Edith Hall

Professor at the Classics Department and Centre for Hellenic Studies at King’s College London.
Her original specialism was in ancient Greek literature, but she enjoys putting the pleasure as well as the rigour into all aspects of ancient Greek and Roman history, society, and thought.

She has published more than twenty books, broadcasts frequently on radio and television, works as consultant with professional theatres, lectures all over the world, and publishes widely in academic and mainstream journals and newspapers.

She is a world leader in the study of ethnicity, class and gender in ancient sources, of ancient theatre, and of the continuing instrumentality of ancient ideas in world culture since the Renaissance.
Edith Hall has held posts at Cambridge, Oxford, Durham, Reading and Royal Holloway, and visiting positions at Notre Dame, Swarthmore, Northwestern, Leiden, and Erfurt.

LECTURE

 A Short History of Gender and Revenge: or, why are the Erinyes Female?
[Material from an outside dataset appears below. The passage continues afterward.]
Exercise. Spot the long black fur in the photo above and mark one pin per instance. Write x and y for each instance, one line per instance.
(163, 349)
In a world facing reciprocal violence and escalations of conflict between citizens, nation-states, and ethnic or religious groups, it has never been more important to examine the cultural, social and intellectual roots in antiquity of the way we think about revenge. This lecture asks why vindictiveness is so often associated in literature and theatre with femininity, by tracing the figure of the Erinys or Fury back to Hesiod and Greek tragedy and asking how these texts can help us unpack some of the complexities of the concept of revenge in our own day as well.